W filmie dotyczącym jego twórczości pewien ksiądz wygłasza wykład na temat sztuki van Gogha. Ksiądz opowiada, jak perfekcyjnie odtworzony jest układ gwiazd na obrazie przedstawiającym nocną kawiarnię. Tylko skąd malarz wiedział, że właśnie tak wygląda galaktyka? Przecież w jego czasach astronomia nie była jeszcze tak zaawansowana. Czy więc artysta jest osobą szczególną, która potrafi przeczuć to, do czego jeszcze nie doszedł naukowiec? Czy intuicja i przeczucie są więcej warte niż przysłowiowe "szkiełko i oko"? A może obraz przedstawia jedynie wytwór chorej wyobraźni artysty, który przypadkowo okazał się identyczny z faktycznym stanem rzeczy? Na te pytanie nigdy nie dostaniemy zadowalającej odpowiedzi.

Z kolei inny film "Wysoka nuta żółta" opowiada o inspiracji. Autor filmu pokazuje, w jaki sposób skromna, zwyczajnie urządzona izba została unieśmiertelniona w obrazie van Gogha.
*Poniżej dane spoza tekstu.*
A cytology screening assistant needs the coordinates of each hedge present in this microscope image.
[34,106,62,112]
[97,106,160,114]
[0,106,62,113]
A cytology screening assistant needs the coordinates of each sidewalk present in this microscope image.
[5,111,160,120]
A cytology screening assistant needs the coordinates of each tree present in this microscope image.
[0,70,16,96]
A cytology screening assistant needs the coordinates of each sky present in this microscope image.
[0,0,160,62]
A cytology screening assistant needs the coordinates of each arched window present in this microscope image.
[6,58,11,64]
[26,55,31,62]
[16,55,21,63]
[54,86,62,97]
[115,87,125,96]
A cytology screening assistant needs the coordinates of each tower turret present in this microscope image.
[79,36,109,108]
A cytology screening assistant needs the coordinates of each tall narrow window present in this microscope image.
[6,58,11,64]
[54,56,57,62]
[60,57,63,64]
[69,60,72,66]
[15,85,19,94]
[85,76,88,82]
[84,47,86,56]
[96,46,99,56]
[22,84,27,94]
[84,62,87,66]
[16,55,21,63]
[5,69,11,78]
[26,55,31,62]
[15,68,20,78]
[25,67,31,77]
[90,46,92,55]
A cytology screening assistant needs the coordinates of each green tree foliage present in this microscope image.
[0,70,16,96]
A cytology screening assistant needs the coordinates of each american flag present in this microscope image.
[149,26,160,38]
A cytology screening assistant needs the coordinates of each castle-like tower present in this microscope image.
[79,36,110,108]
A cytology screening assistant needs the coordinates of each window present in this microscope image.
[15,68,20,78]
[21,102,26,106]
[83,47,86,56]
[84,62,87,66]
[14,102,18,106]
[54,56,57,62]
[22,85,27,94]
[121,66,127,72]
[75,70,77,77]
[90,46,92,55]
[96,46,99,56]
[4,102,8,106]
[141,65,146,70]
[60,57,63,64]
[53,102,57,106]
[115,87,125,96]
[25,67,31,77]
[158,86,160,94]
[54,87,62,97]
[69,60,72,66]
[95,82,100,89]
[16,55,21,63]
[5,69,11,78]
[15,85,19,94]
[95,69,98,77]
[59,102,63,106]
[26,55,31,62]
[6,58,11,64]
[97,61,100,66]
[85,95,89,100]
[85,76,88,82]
Pokój artysty jest nie tylko skromny, ale wręcz ubogi. Brak tu jakichkolwiek przedmiotów, które nie są najniezbędniejsze. Widocznie artysta nie potrzebował nic poza swoją wspaniałą sztuką. A może raczej nie było go na nic innego stać. Ważne jest, że nawet tak proste otoczenie było dla malarza natchnieniem dla stworzenia jednego z jego najpiękniejszych obrazów.

. Z kolei film "Wrony" przedstawia van Gogha jako osobę postrzegającą świat inaczej niż inni. W filmie widzimy świat oczami artysty i jest to widok zupełnie odmienny od zwyczajnej percepcji. Według autora filmu, malarze nie wyobrażają sobie otaczającego ich piękna. Oni to piękno czują. W filmie van Gogh nie analizuje, nie bada, a po prostu daje się unieść swojej niezwykłej, jedynej w swoim rodzaju wizji świata.

Najbardziej trafnie ujęła problem postrzegania dzieł sztuki Bożena Kowalska w tekście pod tytułem "Impresjonizm": " Gdyby można było wytłumaczyć obraz, nie byłoby sztuki". Możemy interpretować dzieła sztuki, możemy w mądry i przenikliwy sposób się na ich temat wypowiadać. Jednak w obcowaniu ze sztuką zawsze następuje moment, kiedy po prostu musimy poddać się jej pięknu. Ten moment jest najważniejszy.